Three characters and a single room; this is the concept behind Pinter’s famous play ‘The Caretaker’ and his lesser-known play ‘Old Times’.
Theatre snobs, when speaking of the latter, will often cluck their tongues and remark it isn’t Pinter’s “best work”. It is true ‘Old Times’ is perhaps less easily accessible than more popular works, because it lacks an explicit and coherent narrative. While it may not be clear where the play is set and who the characters are, it is what they say
that really matters.
As a writer of dialogue, Harold Pinter can be compared to Quentin Tarantino. Tarantino can make bank robbers having a conversation around a coffee table more exciting than the bank robbery itself. Pinter is the same. While you can certainly develope your own theories about what unfolds onstage, the sizzling one liners and impassioned monologues by the cast of Rachel Wegener
, Marc Clement and Charlotte Rose are more interesting. The 75-page script is churned through in 60 minutes; a cracking pace reminiscent of a hip-hop album. It isn’t until the crazy ride comes to a halt you can begin to ponder what on earth took place.
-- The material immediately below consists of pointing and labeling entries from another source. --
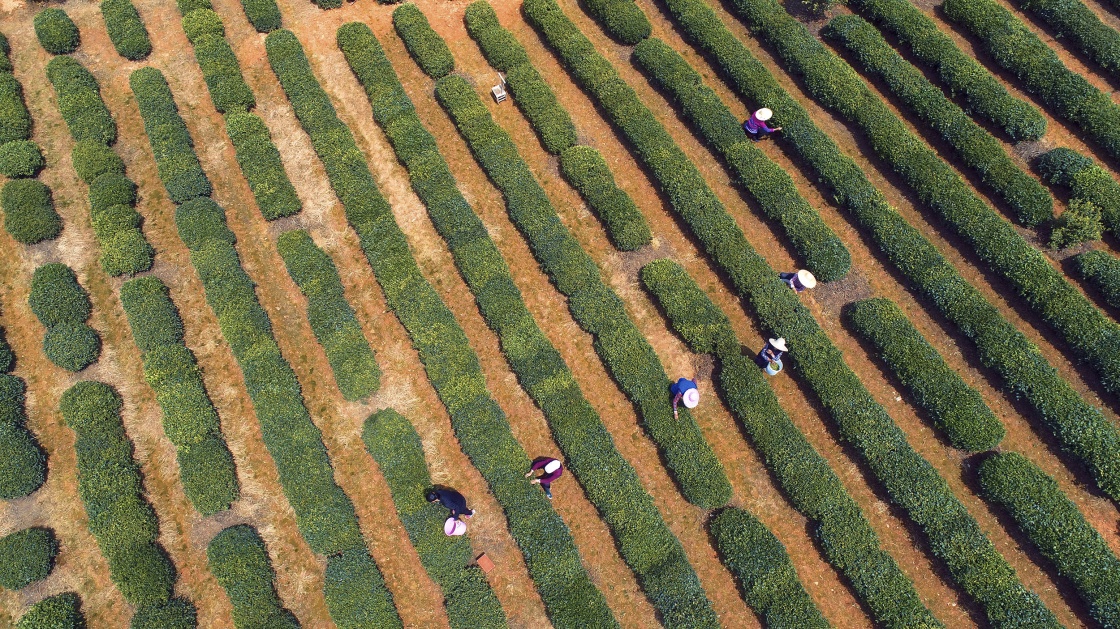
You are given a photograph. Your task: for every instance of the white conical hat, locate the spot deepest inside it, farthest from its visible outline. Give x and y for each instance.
(806, 279)
(691, 399)
(454, 526)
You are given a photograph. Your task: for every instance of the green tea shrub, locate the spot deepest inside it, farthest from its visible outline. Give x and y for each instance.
(425, 45)
(126, 29)
(27, 556)
(332, 318)
(20, 158)
(29, 213)
(56, 31)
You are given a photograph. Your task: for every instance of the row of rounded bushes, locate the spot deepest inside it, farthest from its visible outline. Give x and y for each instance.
(814, 243)
(598, 310)
(109, 481)
(333, 320)
(1080, 428)
(957, 410)
(1054, 525)
(190, 422)
(911, 481)
(976, 148)
(467, 597)
(589, 451)
(451, 365)
(126, 29)
(240, 562)
(63, 307)
(846, 537)
(354, 589)
(1039, 71)
(582, 167)
(964, 76)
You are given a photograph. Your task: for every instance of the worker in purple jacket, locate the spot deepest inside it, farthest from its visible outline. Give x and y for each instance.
(756, 128)
(551, 470)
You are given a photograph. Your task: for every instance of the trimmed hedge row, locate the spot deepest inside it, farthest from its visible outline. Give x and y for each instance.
(911, 480)
(598, 310)
(1080, 428)
(61, 611)
(1055, 526)
(324, 514)
(814, 243)
(964, 76)
(957, 410)
(976, 148)
(170, 140)
(582, 167)
(126, 29)
(1085, 180)
(1018, 50)
(762, 565)
(190, 421)
(846, 537)
(109, 481)
(423, 44)
(22, 460)
(1090, 335)
(332, 317)
(589, 451)
(395, 446)
(240, 562)
(27, 556)
(451, 365)
(63, 307)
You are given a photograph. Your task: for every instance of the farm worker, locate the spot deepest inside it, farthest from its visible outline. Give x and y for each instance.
(453, 500)
(756, 128)
(684, 390)
(800, 281)
(772, 351)
(551, 470)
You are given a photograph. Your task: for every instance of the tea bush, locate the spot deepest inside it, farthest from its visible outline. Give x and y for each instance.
(963, 75)
(957, 410)
(395, 446)
(56, 31)
(763, 568)
(974, 147)
(1054, 525)
(126, 29)
(27, 556)
(240, 562)
(207, 471)
(449, 362)
(332, 318)
(425, 45)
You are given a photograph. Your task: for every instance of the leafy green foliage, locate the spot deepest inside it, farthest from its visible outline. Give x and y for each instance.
(240, 562)
(976, 148)
(426, 46)
(963, 75)
(56, 31)
(332, 318)
(395, 446)
(29, 213)
(126, 29)
(955, 409)
(20, 158)
(1055, 526)
(27, 556)
(763, 568)
(61, 611)
(450, 363)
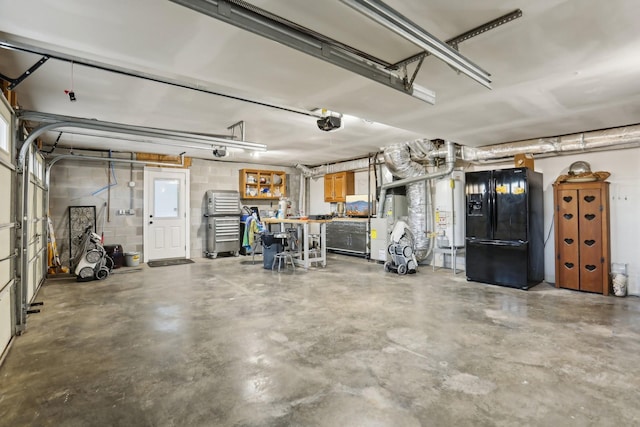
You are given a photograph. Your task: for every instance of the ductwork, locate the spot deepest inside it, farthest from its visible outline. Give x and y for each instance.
(623, 137)
(349, 165)
(398, 159)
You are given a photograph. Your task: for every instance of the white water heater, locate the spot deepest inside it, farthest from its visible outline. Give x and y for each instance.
(449, 210)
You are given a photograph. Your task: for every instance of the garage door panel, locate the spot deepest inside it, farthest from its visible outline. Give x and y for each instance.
(5, 317)
(5, 195)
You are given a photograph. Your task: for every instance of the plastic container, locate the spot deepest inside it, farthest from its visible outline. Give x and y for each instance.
(619, 278)
(132, 259)
(116, 253)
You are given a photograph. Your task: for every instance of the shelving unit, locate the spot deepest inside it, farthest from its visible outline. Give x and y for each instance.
(256, 184)
(337, 186)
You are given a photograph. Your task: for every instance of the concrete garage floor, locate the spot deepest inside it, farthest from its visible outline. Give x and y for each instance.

Given the ambiguity inherent within the text of the play, accomplished Director Tony Knight faced many challenges in bringing the piece to life. Day 1 of Acting 101 will inevitably instruct students of the craft to ask 'who is my character and why are they there?' The trio comprised this particular cast really only knew one thing: their character was seeking power or control over the other two. But they didn’t know the who or why.
With such uncertainty at the heart of the action, how do you determine whether it has been delivered successfully?
The Mystique Productions and Tony Knight Acting production engaged for every moment on stage but more importantly triggered internal reflection for days afterwards; a success in any language.